The effect of home visit and telephone tracking program on knowledge, caregiver burden and quality of life among dementia caregivers Ratchaburi province Thailand

Abstract

Background: Elders with dementia have serious behavioral problems and require extensive care from caregivers. This poses a significant problem for patients’ families. Multicomponent interventions have been reported to be more effective than interventions targeting one point of caregiver functioning. This study aims to examine the effect of a home visit and telephone tracking program on knowledge, caregiver burden, and quality of life among dementia caregivers.

Methods: This study was a quasi-experimental with two group comparisons during November 2018 – July 2019. The participants of this study comprised 62 dementia caregivers (31 participants in intervention and 31 participants in control group) from Ratchaburi Hospital in Ratchaburi Province, Thailand. The intervention group received a home visit and telephone tracking program while the control group received usual care.

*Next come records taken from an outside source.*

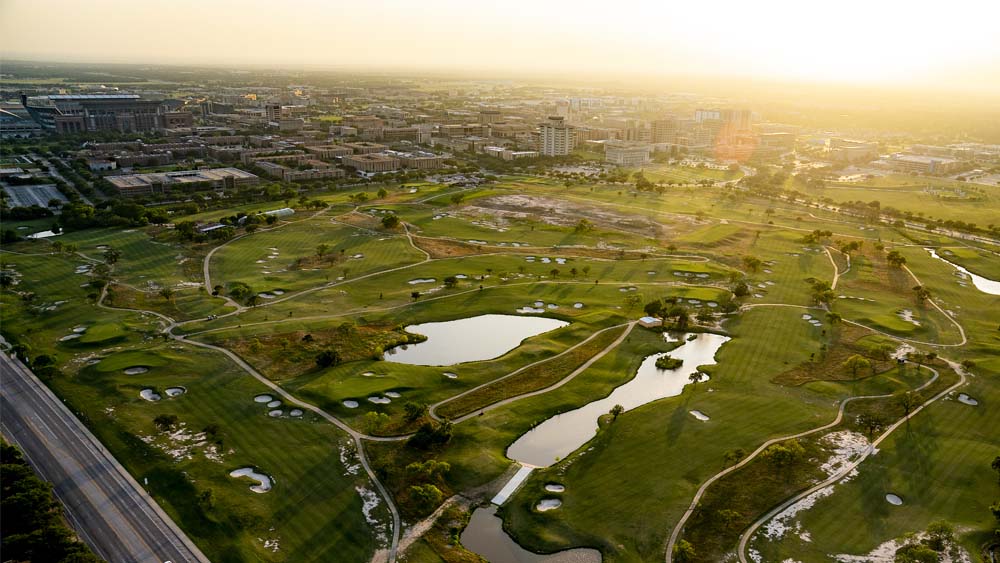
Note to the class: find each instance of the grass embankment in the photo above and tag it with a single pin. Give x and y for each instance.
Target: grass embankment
(531, 379)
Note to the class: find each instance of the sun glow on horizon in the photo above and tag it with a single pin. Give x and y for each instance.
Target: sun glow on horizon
(851, 41)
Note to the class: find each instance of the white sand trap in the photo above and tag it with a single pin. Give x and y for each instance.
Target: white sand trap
(263, 481)
(547, 504)
(149, 395)
(965, 399)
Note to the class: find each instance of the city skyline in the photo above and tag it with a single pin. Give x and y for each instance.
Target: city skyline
(883, 45)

Data was collected at baseline, immediately after the end of the program, and three months after the end of the program by questionnaires to compare the knowledge, caregiver burden, and quality of life of dementia caregivers.

The majority of both groups were female, 41-60 years, daughter of dementia patients and graduated from primary school and high school. The sociodemographic data of dementia caregivers, level of knowledge, caregiver burden, and quality of life among dementia caregivers before receiving the home visit and telephone tracking program are similar between intervention and control group (p > .05). The results indicated the knowledge score and quality of life of intervention group were found significantly higher than control group following the intervention immediately after the end of the program or week 8 (p < .001) and three months after the end of the program or week 20 (p < .001). The caregiver burden score of dementia caregiver in intervention group decreased while the caregiver burden score of dementia caregiver in control increased at week 8 (p < .001). The caregiver burden score of both groups was decreased at week 20. However, there was no statistically significant difference between groups as demonstrated by ANOVA (F (1.58) = 2.394, p = 0.127).

Conclusion: The home visit and telephone tracking program had a positive effect on knowledge and quality of life in dementia caregivers. However, the program did not affect caregiver burden. Reducing the caregiver burden should increase the duration of the program and add other activities into the program.